Moses got about as close to God in the flesh as any mortal who ever lived prior to Christ’s coming, and yet he wrote, “The secret things belong to the Lord our God, but the things revealed belong to us and to our children forever, that we may follow all the words of this law” (Deuteronomy 29:29).

Frankly, there is a lot that God did not see fit to explain, including the answers to many of our “Why?” questions.  But what God has not explained is not a matter of His indifference but of my lack of understanding.  Remember Calvin’s suggesting that God talks to us in “baby talk” as we talk to our little children (though I personally have never quite understood why babies should understand lisping instead of normal conversation).

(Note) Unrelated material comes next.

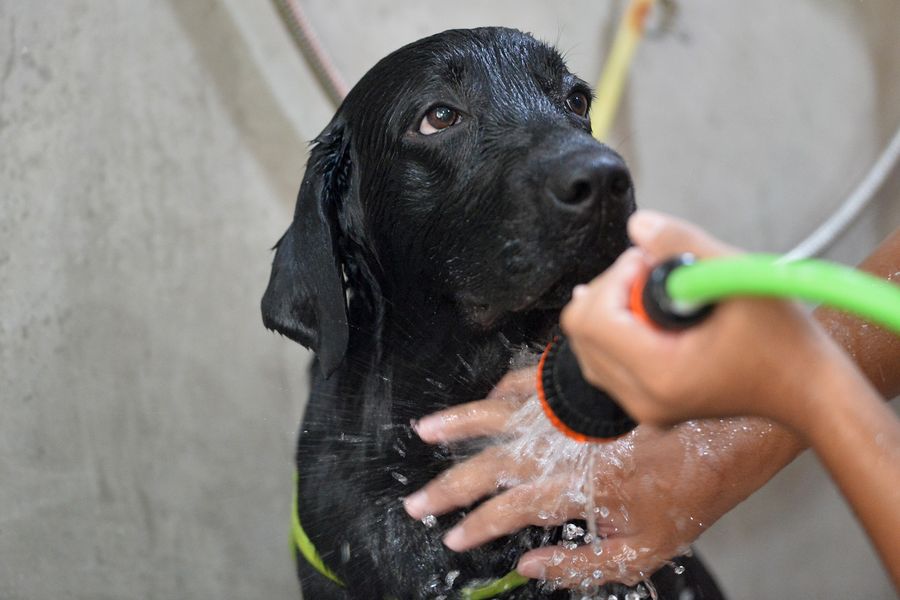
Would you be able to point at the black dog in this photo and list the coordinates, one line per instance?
(446, 213)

But what we do understand is powerful and exacting. Like what?  In closing may I tell you of the time Karl Barth, the Swiss theologian, was asked about the most profound thing he had learned in his theological studies. He thought for a moment and then replied, “Jesus loves me, this I know, for the Bible tells me so.”  Students giggled nervously but realized he was completely serious. No wonder Paul wrote, “Now I know in part; then I shall know fully, even as I am fully known” (1 Corinthians 13:12b). Someday you will understand, completely. Be patient.